Le calendrier apicole : que faire mois par mois
Que faire à la ruche chaque mois ? Le calendrier de l'apiculteur saison par saison : visites, récolte, traitement du varroa, nourrissement et hivernage.

Une année rythmée par la colonie
L'apiculture suit le rythme des abeilles et des saisons : on n'intervient pas au hasard, mais au bon moment. Le planning ci-dessous donne les grands repères de l'année. Ils sont indicatifs : décalez-les selon votre climat (plus précoce dans le Sud, plus tardif en altitude ou dans le Nord) et selon la météo de l'année.
Hiver (décembre – février) : le repos
La colonie est en grappe, serrée autour de la reine. On ne l'ouvre pas. Le rôle de l'apiculteur est surtout d'observer de l'extérieur :
- Vérifier que l'entrée reste dégagée (neige, abeilles mortes) et que le toit est bien en place.
- Estimer les réserves en soupesant l'arrière de la ruche.
- Profiter de la saison creuse pour nettoyer et réparer le matériel, monter des cadres, faire fondre la cire.
L'hiver, le meilleur geste est souvent de ne rien faire : chaque ouverture refroidit la grappe et coûte de l'énergie à la colonie. Une simple « pesée » à la main, à l'arrière de la ruche, suffit à juger des réserves.

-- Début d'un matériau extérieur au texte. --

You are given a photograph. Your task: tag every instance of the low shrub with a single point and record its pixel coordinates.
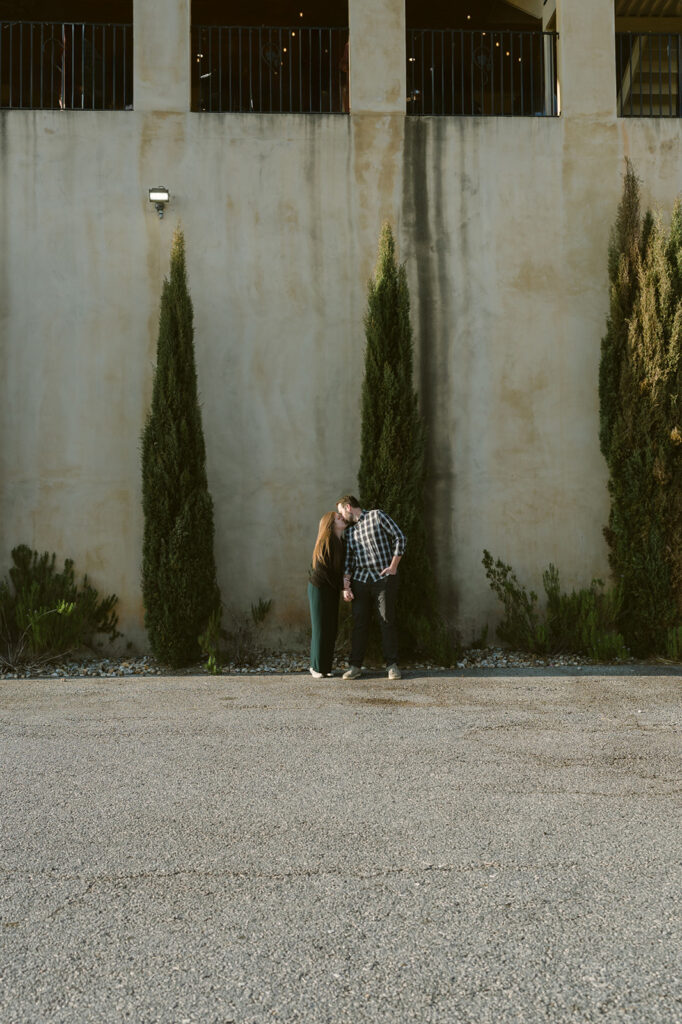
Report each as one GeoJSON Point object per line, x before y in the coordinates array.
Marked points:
{"type": "Point", "coordinates": [45, 613]}
{"type": "Point", "coordinates": [580, 623]}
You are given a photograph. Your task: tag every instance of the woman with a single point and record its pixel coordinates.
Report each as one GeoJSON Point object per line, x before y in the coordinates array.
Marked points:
{"type": "Point", "coordinates": [324, 592]}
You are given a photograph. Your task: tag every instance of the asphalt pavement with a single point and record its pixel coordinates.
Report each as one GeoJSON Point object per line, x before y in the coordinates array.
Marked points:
{"type": "Point", "coordinates": [453, 848]}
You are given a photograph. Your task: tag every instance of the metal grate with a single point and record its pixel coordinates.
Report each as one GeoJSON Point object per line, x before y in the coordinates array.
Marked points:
{"type": "Point", "coordinates": [269, 70]}
{"type": "Point", "coordinates": [648, 69]}
{"type": "Point", "coordinates": [66, 66]}
{"type": "Point", "coordinates": [458, 72]}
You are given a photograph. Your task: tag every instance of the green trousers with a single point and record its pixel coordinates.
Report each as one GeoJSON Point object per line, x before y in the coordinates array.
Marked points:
{"type": "Point", "coordinates": [325, 621]}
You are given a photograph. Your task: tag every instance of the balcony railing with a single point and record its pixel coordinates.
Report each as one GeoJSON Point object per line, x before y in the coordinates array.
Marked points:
{"type": "Point", "coordinates": [66, 66]}
{"type": "Point", "coordinates": [471, 73]}
{"type": "Point", "coordinates": [648, 70]}
{"type": "Point", "coordinates": [269, 70]}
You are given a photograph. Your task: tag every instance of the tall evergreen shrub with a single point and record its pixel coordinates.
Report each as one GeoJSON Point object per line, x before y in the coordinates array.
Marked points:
{"type": "Point", "coordinates": [179, 586]}
{"type": "Point", "coordinates": [641, 421]}
{"type": "Point", "coordinates": [392, 469]}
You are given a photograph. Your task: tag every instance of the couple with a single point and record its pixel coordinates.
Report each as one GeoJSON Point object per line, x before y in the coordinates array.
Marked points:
{"type": "Point", "coordinates": [357, 552]}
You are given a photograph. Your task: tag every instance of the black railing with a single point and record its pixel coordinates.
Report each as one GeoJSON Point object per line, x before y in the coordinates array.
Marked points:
{"type": "Point", "coordinates": [269, 70]}
{"type": "Point", "coordinates": [648, 70]}
{"type": "Point", "coordinates": [66, 66]}
{"type": "Point", "coordinates": [471, 73]}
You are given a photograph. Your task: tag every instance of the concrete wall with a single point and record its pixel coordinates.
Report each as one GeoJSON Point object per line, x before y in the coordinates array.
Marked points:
{"type": "Point", "coordinates": [503, 223]}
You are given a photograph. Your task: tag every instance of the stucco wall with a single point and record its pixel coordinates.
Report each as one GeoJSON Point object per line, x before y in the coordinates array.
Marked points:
{"type": "Point", "coordinates": [504, 226]}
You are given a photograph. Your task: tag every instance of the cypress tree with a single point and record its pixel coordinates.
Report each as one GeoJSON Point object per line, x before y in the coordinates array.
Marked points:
{"type": "Point", "coordinates": [179, 586]}
{"type": "Point", "coordinates": [641, 425]}
{"type": "Point", "coordinates": [392, 470]}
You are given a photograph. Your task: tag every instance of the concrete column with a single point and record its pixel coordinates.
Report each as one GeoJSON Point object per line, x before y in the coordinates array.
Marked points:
{"type": "Point", "coordinates": [161, 55]}
{"type": "Point", "coordinates": [587, 57]}
{"type": "Point", "coordinates": [377, 56]}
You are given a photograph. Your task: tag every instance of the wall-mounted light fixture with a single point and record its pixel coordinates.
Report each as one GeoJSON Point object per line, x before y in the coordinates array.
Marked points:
{"type": "Point", "coordinates": [159, 197]}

Printemps (mars – mai) : la reprise
Avec les beaux jours, la colonie redémarre et grossit vite. C'est la saison la plus active pour l'apiculteur :
- Faire la visite de printemps : présence de la reine et de ponte, état du couvain, niveau des réserves.
- Nettoyer le plancher et remplacer les vieux cadres noircis.
- Poser les hausses dès que le corps est bien occupé, pour accueillir le miel à venir.
- Surveiller l'essaimage : dès avril-mai, guetter les cellules royales.
L'essaimage peut vous faire perdre la moitié de votre colonie en un instant. Au printemps, inspectez régulièrement la présence de cellules royales et agissez tôt.
Vous débutez et installez votre première colonie ce printemps ? Voyez d'abord Débuter en apiculture.
Été (juin – août) : récolte, puis traitement
C'est la pleine saison. Les butineuses rentrent le nectar, les hausses se remplissent :
- Ajouter des hausses si les premières se remplissent.
- Récolter le miel quand les cadres sont operculés (selon les miellées, souvent de juin à août).
- Juste après la dernière récolte, place au geste capital de l'année : le traitement contre le varroa.
Ne récoltez que le miel des hausses, jamais les réserves du corps : la colonie en a besoin pour préparer l'hiver.
Pour reconnaître le parasite et choisir le bon moment de traitement, voir Le varroa.
Automne (septembre – novembre) : préparer l'hiver
Tout se joue maintenant pour la survie hivernale de la colonie :
- Compléter les réserves par un nourrissement au sirop si la ruche est trop légère.
- Terminer et contrôler le traitement varroa avant la naissance des abeilles d'hiver.
- Réduire l'entrée (contre le pillage et les souris) et vérifier l'étanchéité du toit.
- Peser une dernière fois pour s'assurer que la colonie a de quoi tenir.
Un nourrissement trop tardif ne sera pas transformé ni stocké à temps. Nourrissez tôt en automne, jamais en plein hiver.
En résumé
La règle d'or de l'apiculteur tient en une phrase : le bon geste, au bon moment. Visites au printemps, hausses et récolte en été, traitement du varroa en fin d'été, nourrissement à l'automne, repos en hiver. Gardez ces repères en tête — et adaptez-les toujours à votre région et à votre année.
Quand poser les hausses ?
Au printemps, dès que le corps de ruche est bien occupé par les abeilles, avant la grande miellée. Une hausse posée trop tôt sur une colonie faible reste vide et se refroidit.
Quand traiter contre le varroa ?
Le traitement principal se fait **juste après la dernière récolte**, en fin d'été, pour protéger les abeilles d'hiver. Un traitement complémentaire hors couvain est parfois pratiqué en hiver.
Faut-il nourrir les abeilles, et quand ?
Seulement si leurs réserves sont insuffisantes. Le nourrissement de complément se fait **tôt en automne**, pour que la colonie ait le temps de stocker avant les froids.
Quand ne faut-il pas ouvrir la ruche ?
En hiver, et plus généralement par temps froid, pluvieux ou venteux : on refroidit la colonie et on la stresse inutilement.